# Caribbean Vacations Forums > Anguilla Vacation Forum >  >  Trip report Xmas 2007

## LindaP

Well, where to begin......how can 2 islands(St Barths and Anguilla) be so close in distance, yet so different in culture?
  We arrived Dec. 23rd, myself, my husband and our 2 kids(in their 20s)....we decided to go in class, and hired the "Gotcha" boat to take us in stlye to Anguilla. It was just the 4 of us on the boat, as they handed us a Carib and turned on the reggae tunes. After a 10-15 min. boat ride, we arrived at the ferry dock to go through customs.
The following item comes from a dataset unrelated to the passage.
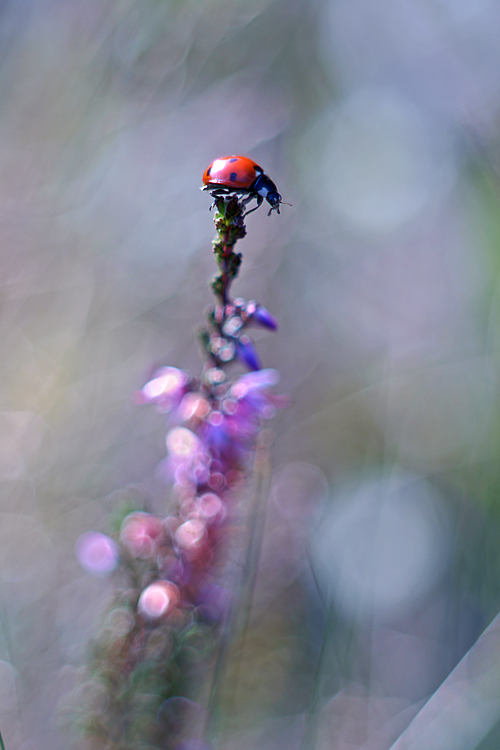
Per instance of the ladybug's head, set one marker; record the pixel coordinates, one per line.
(274, 200)
(266, 188)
Afterwards, caught a cab to our 2 bedrm place, Serenity Cottages, which are the last buildings on the far side of Shoal Bay East.
    Nice place, kitchen, living room, deck. It also had a dining area and beach bar.
   Food: Gwen"s and Elodia's on Shoal Bay, served some great BBQ ribs, fish and chicken. The rum punches were awesome, especially with the fresh nutmeg grinded over top!
   Barrel Stay Xmas eve...lobster,grouper,all BBQ....but as with most places here, the veggies are lacking(ie. stems of broccoli, carrots,cabbage....not too plentiful or creative).
    Oliver's Xmas dinner: excellent grilled lobster,great grilled sting ray,grilled crayfish...and awonderful cocnut pie(like a macaroon with choc).
       Tasty's: pumpkin soup, good conch salad
      Cote de Mer:prie fixe for $40 pp: a rum punch, appatizer,grouper or duck, glasss of wine and dessert, excellent fish in palloite(sp) white wine sauce
  We shopped at on of the bigger supermarkets, and it was definately no Match!!! This is where I was surprised at the big difference in quality and choice. Luckily there was an outdoor fruit market nearby and we got some bananas, passion fruit, oranges, mangos.
      All in all, we had a wonderful time, as it was laid back, we found beach bars with reggae music every night, which our kids loved,the beaches are gorgeous(we snorkeled one day in Little Bay....the water was pure turquoise and crystal clear)the people are the nicest and genuinely friendly AND they recently opened a french bakery(Le Bon Pain)....there were always lines out the door, but the chocolate croissants are in SERIOUS competion with those in St Barths!!!! And there, almond croissants are out of this world!!! I was really glad to have found this place!
       It was a fun trip with the family....but Bill and I are already planning the next trip to St Barths!!!!! Happy 2008 all !!!!!

----------


## andynap

Well from my limited visits I agree. I can't say anything more negative- the last time I was threatened on the Anguilla website. LOL

----------


## nnoska

Hi linda glad you guys had fun, see you soon erik

----------